Miller’s Valley is a masterly study of family, memory, loss, and, ultimately, discovery, of finding true identity and a new vision of home. As Mimi says, “No one ever leaves the town where they grew up, even if they go.” Miller’s Valley reminds us that the place where you grew up can disappear, and the people in it too, but all will live on in your heart forever.
Anna Quindlen and I go way back, probably to her 1980s New York Times columns, and I remember being pretty excited when she decided to try her hand at fiction in the 90s. Object Lessons was one of the first selections of my fledgling book club (still in existence today) and I loved One True Thing. But as wonderful as her fiction is, I've always felt that nonfiction is Quindlen's real strength. Lots of Candles, Plenty of Cake is an all-time favorite and the only book I've ever purchased both a hardcover and audio edition on the same day.

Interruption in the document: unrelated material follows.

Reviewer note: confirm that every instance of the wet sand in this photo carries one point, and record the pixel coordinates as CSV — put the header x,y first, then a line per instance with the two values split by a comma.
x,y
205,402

Still, I'm always eager to read a novel by Anna Quindlen and jumped at opportunity to review Miller's Valley. The book was a total pleasure to read from the opening paragraph of the prologue:
It was a put-up job, and we all knew it by then. The government people had hearings all spring to solicit the views of residents on their plans. That's what they called it, soliciting views, but every last person in Miller's Valley knew that just meant standing behind the microphones set up in the aisle of the middle school, and then finding out afterward that the government people would do what they planned to do anyhow. Everybody was just going through the motions. That's what people do. They decide what they want and then try to make you believe you want it, too.... to the final sentences of the epilogue.
Quindlen's story-telling skills are mesmerizing and, as always, the writing is top-notch. Her main character, Mimi Miller, is likable, intelligent, and insightful. Add in a rich a cast of supporting characters (a case could even be made for including the rural Pennsylvania landscape here), a couple of long-buried family secrets, and a central environmental issue, and you've got one heck of a novel.
Miller's Valley, in my opinion, is a completely satisfying novel and Quindlen's best in twenty years. Don't miss it!